The Cutting Place by Jane Casey
4/3/20; 400 pages
Maeve Kerrigan, Book 9
When a severed human hand is found by a mudlarker by the Thames River in London, DS Maeve Kerrigan and her partner DI Josh Derwent are called out and looking at the area where the hand was found as well as the subsequent other various small parts of a body. The team is lucky when a DNA match is found. The dead woman was identified as 28 year old Paige Hargreaves, a freelance journalist. Now the investigative story Paige was working on may provide clues to what happened to her and why. It seems that Paige was secretly looking into something that was happening at the Chiron Club, an exclusive, elite men's club run by Sir Marcus Gley. This club is not only private, but is comprised of only wealthy, privileged, powerful men. Members include heads of companies, politicians, and legal dignitaries.

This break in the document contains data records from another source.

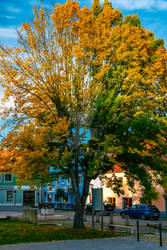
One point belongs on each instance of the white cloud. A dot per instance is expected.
(8, 33)
(140, 4)
(10, 17)
(13, 9)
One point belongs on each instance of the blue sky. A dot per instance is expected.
(152, 13)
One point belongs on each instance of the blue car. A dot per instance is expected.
(141, 211)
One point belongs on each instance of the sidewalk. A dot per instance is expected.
(123, 243)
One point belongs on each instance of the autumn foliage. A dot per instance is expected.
(77, 69)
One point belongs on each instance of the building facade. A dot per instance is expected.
(12, 197)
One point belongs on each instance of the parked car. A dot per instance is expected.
(141, 211)
(107, 208)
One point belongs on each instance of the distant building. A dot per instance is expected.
(11, 196)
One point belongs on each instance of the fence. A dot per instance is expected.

Investigating the club and determining what Paige discovered involves a labyrinth of clues and secrets.
is a secondary storyline that takes place two years earlier. It follows
a wild party out at a country house and a young man wakes up after a
wild, uncontrolled night of partying, to find evidence that he is in a
world of trouble. A third narrative thread follows a secret Kerrigan is
keep from everyone, including Derwent. He already doesn't like or trust
her boyfriend Seth, but Kerrigan is defending Seth's actions and his
every misstep. She refuses to see the darkness behind his actions as he
tries to control her every move. Adding to the complexities is another
surprising revelation that comes to light.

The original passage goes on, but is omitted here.